Dublin is fifth, despite the fact that its bid pledges an €80 million-spend to France’s €15 million. On January 25, Ireland’s finance minister Michael McGrath set out a proposal that includes covering the new premises’ rent and costs for nine years.

AMLA, first proposed by the European Commission in 2021, will be tasked with co-ordinating Member States’ anti-money laundering bodies and helping governments’ financial intelligence units better analyse suspected illicit flows of money.

Candidate countries hope that landing the right to host the headquarters will provide a financial-sector boost.

Brussels has so far relied on national regulators to stop money laundering and terrorist financing worth billions of euros.
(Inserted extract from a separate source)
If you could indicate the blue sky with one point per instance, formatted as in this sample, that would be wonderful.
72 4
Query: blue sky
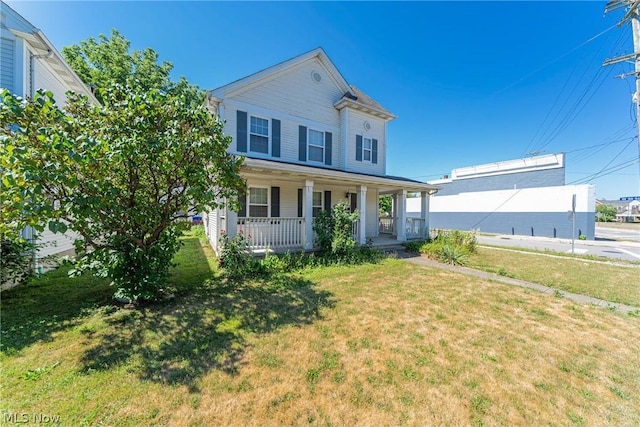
471 82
The new authority will directly inspect around 200 EU companies, primarily banks and financial service providers, according to amlintelligence.com.

Dublin “has gained momentum”, said Bernt, particularly after the cryptocurrency trading firm Coinbase chose the Irish capital and not Paris as its EU regulatory and operational hub.

Coinbase cited Ireland’s “respected regulators” and “stable political environment” in its October announcement.

Bernt did point out that Ireland’s capital still had a “clear disadvantage being placed quite far off from where the ‘magic happens’ in the EU”.

Some 400 staff will need to relocate to AMLA’s new headquarters – and Dublin’s relative lack of affordable housing is also a potential stumbling block.

The Irish capital’s chances are further hampered by its expensive property market, high living costs and EU rulings over its close tax relationship with US technology giant Apple.

In addition, when Ireland announced its bid in November, an EU court ruled at the same time that Dublin had a case to answer over charges authorities there had allegedly given Apple “special tax treatment”.

Against Dublin’s bid, French finance minister Bruno Le Maire has argued Paris already is home to the European Banking Authority, the European Securities and Markets Authority. Alongside that, the global money-laundering watchdog, the Financial Action Task Force, is based at the Paris headquarters of the OECD.

The French capital, after Brexit, is also home to the EU’s largest banking sector in terms of assets.

German Finance Minister Christian Lindner is to represent Frankfurt at the hearing, according to his ministry.

“We are confident that we are well in the running,” it said on January 26.

Lindner argued that Frankfurt’s status as a banking centre and “neighbour” to the European Central Bank would facilitate cooperation between banking and money laundering supervisors.

Elsewhere, Madrid has offered the Torre de Cristal, its largest skyscraper, rent-free and points to Spain’s “lifestyle” and relatively lower costs of living.

Italy argues it could bring to the task its “successes in fighting financial crime in combating the mafia” – although critics have argued Rome is in a “chaotic state”. To most, the Government faces a stiff job in convincing the decision-makers that setting up a new agency there would not waste money.

Before the 2022 Russian invasion of Ukraine, most observers expected a Baltic country would land the AMLA headquarters.

Now though, with Latvia and Lithuania neighbouring an increasingly restive nation, “it is hard to get good personnel to move there” Bernt said.

Vienna is a “dark-horse” candidate but, with elections this year, Austria’s Government has “been rather quiet and its chances have decreased”, he added.

The final selection will be made at the hearing on January 30 in Brussels, with 27 Member States representing the Council of the European Union, and 27 MEPs – one per Member State – to represent the Parliament.

The Parliament could “really be decisive if it were to settle its pick before the [EU] Council and then all 27 MEPs stick to that,” Bernt suggested.

The Council has already agreed to vote “as one”, which may well require several prior rounds of internal voting to see what city is chosen by majority.

Whatever happens, getting a final verdict on what lucky winner will host the AMLA, due to be announced on February 22, is likely to prove no easy task.

“If all MEPs vote en bloc for a different city, we have a problem,” Bert pointed out.

“Only bureaucrats can come up with an idea like this.”